HongKong racing: Here, now and looking ahead

It should come as no surprise by now to especially local racing fans, but it still does- the one all-weather night race meeting held at Shatin each year, and which almost always develops into some laisee packet for the lesser lights in Hong Kong racing.



Last Wednesday night’s results unfolded to that familiar script with doubles for Ruan Maia, below, and Derek Leung and a winner each for Vincent CY Ho, Vagner Borges and Matthew Chadwick

Leading jockey Zac Purton aka The Influencer and now with a fan club started for him on Instagram who was handicapped out of most of the races through bad barrier draws, didn’t ride a winner whereas Joao Moreira took this meeting to start serving out a two day suspension for careless riding. If one needed proof that Hong Kong racing can still hum along very nicely for at least a while despite big name riders or Group 1 gallopers, this was it. Turnover was around HK$1.3 billion- an increase of of over one percent. Not too shabby. It’s better than seeing these numbers going south. Despite his double on Wednesday and to show just how tough it is to keep any momentum going in Hong Kong racing, Ruan Muia, who also happens to have the third best winning strike rate behind the duopoly of Purton and Moreira, has not been booked for even one ride today. Remember the four timer from Blake Shinn a few weeks ago? There isn’t exactly a conga line banging on the Australian jockey’s door offering him rides either. Week after week, Shinn is lucky to have five rides in a ten race card though today he has a “bumper” seven rides. Soon, Lyle Hewitson will return to Hong Kong as the latest addition to the riding ranks. That news has raised quite a few eyebrows.

Then again, with so many travel restrictions, no exemptions from 21-day quarantine laws unless one is Nicole Kidman, and a very different vibe in Hong Kong, the city is no longer the magnet it was for many, especially the big name riders in Europe. As for Lyle Hewitson, having gone through a baptism of fire a couple of years ago when he rode just three winners here, before making a name for himself very quickly in Japan and then having had a record breaking year riding in South Africa, he’d know that riding winners in his home country and breaking through in Hong Kong are two very different things. It’s always been about getting on the right horses at the right time- and hitting the ground running. Success overseas means precious little in Hong Kong where jockeys have to not only win over trainers, but also owners- and maybe even their wives, mistresses, friends and even their fung shui masters. It wasn’t really that long ago when one leading trainer was reluctant to put The Influencer on his horses as some owners considered his face to be “unlucky”.

Hong Kong has been very very good to very many foreign jockeys and trainers, especially those who stuck it out, didn’t get involved in booby traps and used their time here to put down roots and grow those money plants into trees.
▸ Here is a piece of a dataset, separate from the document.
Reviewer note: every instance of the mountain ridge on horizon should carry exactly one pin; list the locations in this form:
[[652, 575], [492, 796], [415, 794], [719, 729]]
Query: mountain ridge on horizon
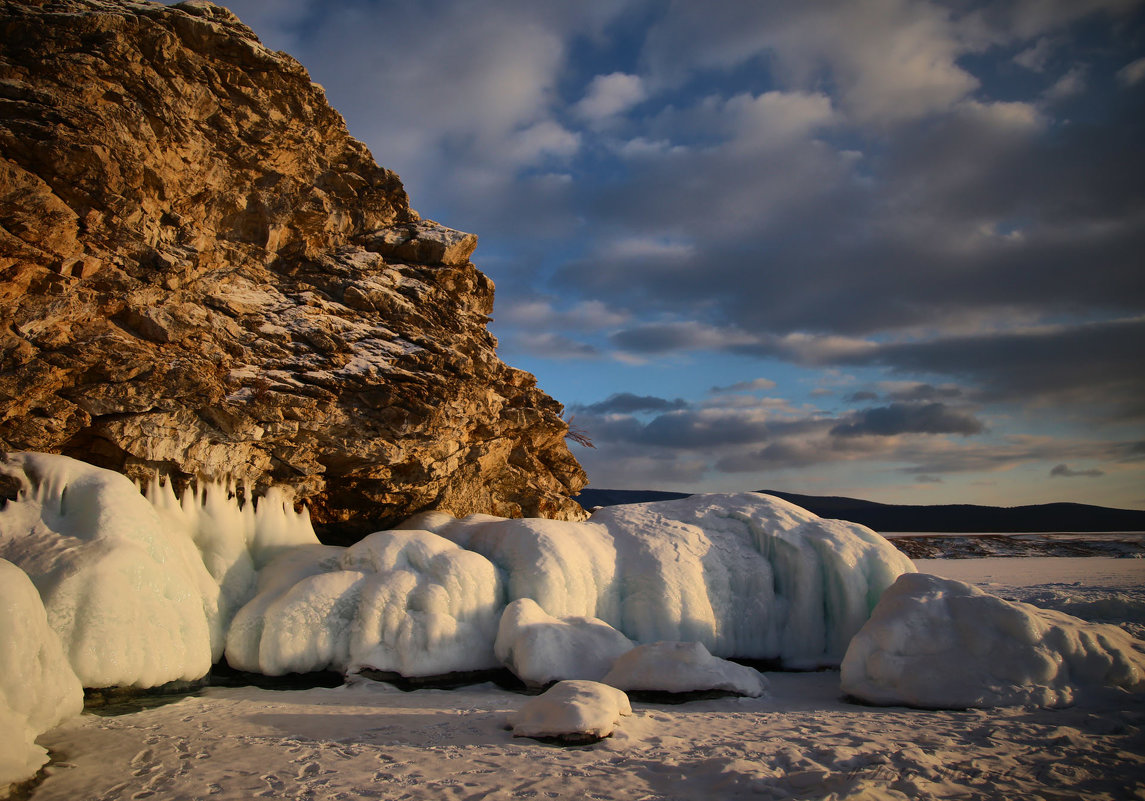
[[932, 517]]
With its low taxes compared to those in Australia, the UK, and Europe, racing twice a week at two tracks that are a twenty minute car ride away from each other, the UK plus the prize money, the five star lifestyle given on a silver platter by the Hong Kong Jockey Club, they are set for life. If played well, there’s also the opportunity to receive Thank You presents and move in the upper echelon of society rubbing shoulders with those who can steer one towards the best ways to invest money and offer their own insider tips on shares, different currencies and properties. It’s not unlike having one’s own team of fund managers. It’s no secret that Hong Kong and Hong Kong racing have made very rich people of racing personalities like Douglas Whyte, Joao Moreira, Zac Purton, Karis Teetan, John Size, David Hall, John Moore and David Hayes.
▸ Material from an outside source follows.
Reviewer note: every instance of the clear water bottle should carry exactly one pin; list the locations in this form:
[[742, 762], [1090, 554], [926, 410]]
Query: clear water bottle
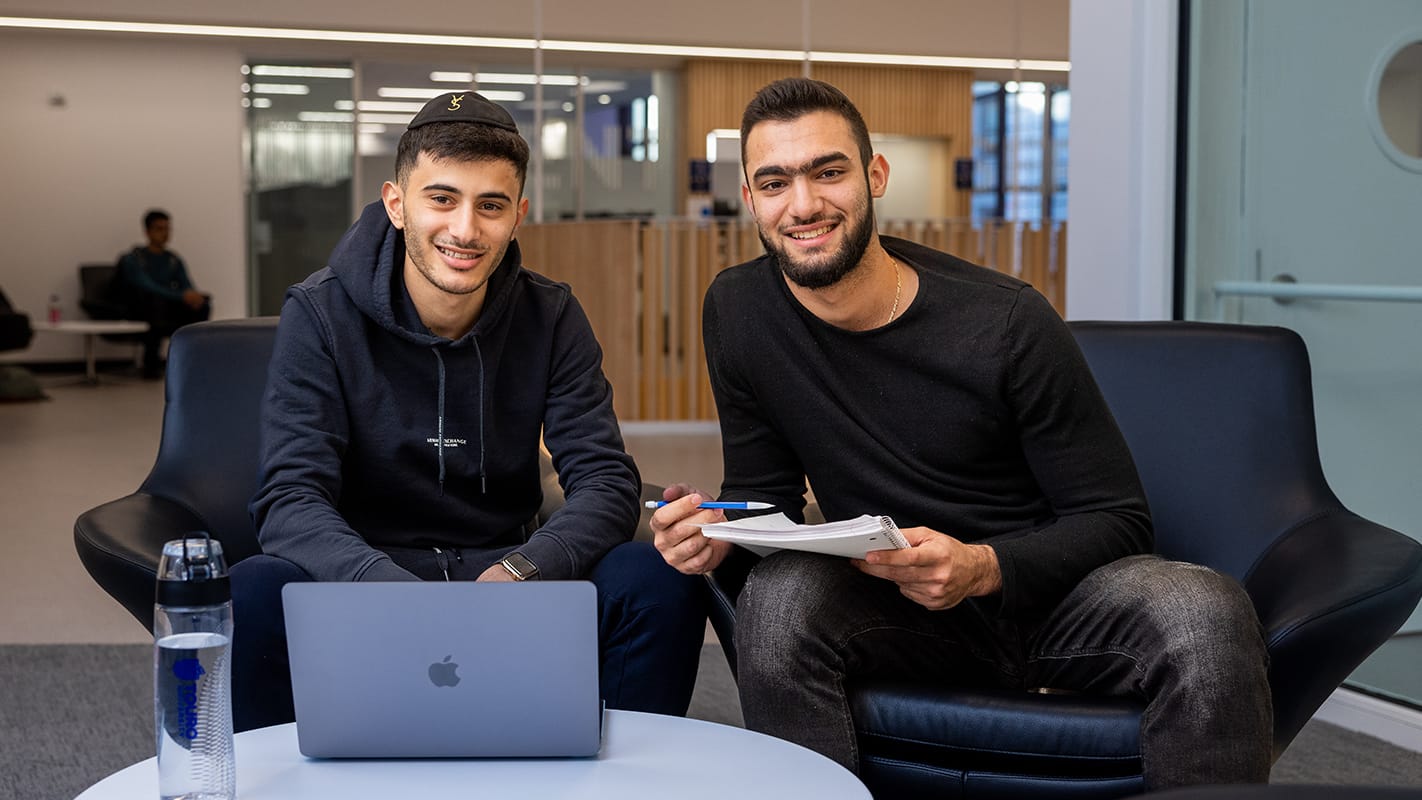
[[192, 672]]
There are then those, especially from Australia and back in the day who made plenty of hay while the sun shone before having to quickly make that midnight run. Of course, Hong Kong born racing talent like champion jockey and trainer Tony Cruz, Vincent CY Ho and a number of trainers have also become rich off the fat of the land. After all, this is home turf. For instance, Jerry Chau, who only recently graduated from being an apprentice to a senior jockey, and apprentice Alfred Chan have, apparently, already bought their own property that cost each rider over HK$10 million. There are even those local riders who were hardly at the top of the tree plucking mangoes now driving around town in the latest model Ferrari and Mercedes Benz and the occasional Lamborghini. Guess those crypto currency and property investments have paid big dividends.

Looking at, let’s say, a three year plan, what lies ahead for Hong Kong- maybe even the world- and Hong Kong racing? To use my new mantra, there will be a continuation and far more pronounced changing of the guard in what already is a new Hong Kong- and a new global abnormal. Certain jockeys, trainers and key racing executives would have retired or be on the verge of retirement. As for Gen Z or Gen Why, there’s no telling what might attract them three years from now and the new leisure choices that will be made available to them. They might all be in some metaverse using crypto currency, trading in NFTs and caught up in a real life version of “Inception”.


Horse racing? It might be taking place under a consumer generated interactive game in a virtual world and through different online entertainment driven clubs. Who knows? Everything and anything is possible. Either that or some of us might decide to Rewind and return to much simpler times and old fashioned priorities. As Dylan sang, you don’t need a weatherman to know which way the wind blows. You should know it in your heart.


It’s an interesting “Whether Forecast”, but for right now, it’s about being in the here and now, making the most of what’s available to bring you all the happiness you need. The rest is work. Too often these days, it’s too much hard work and with no Return On Bothering (ROB).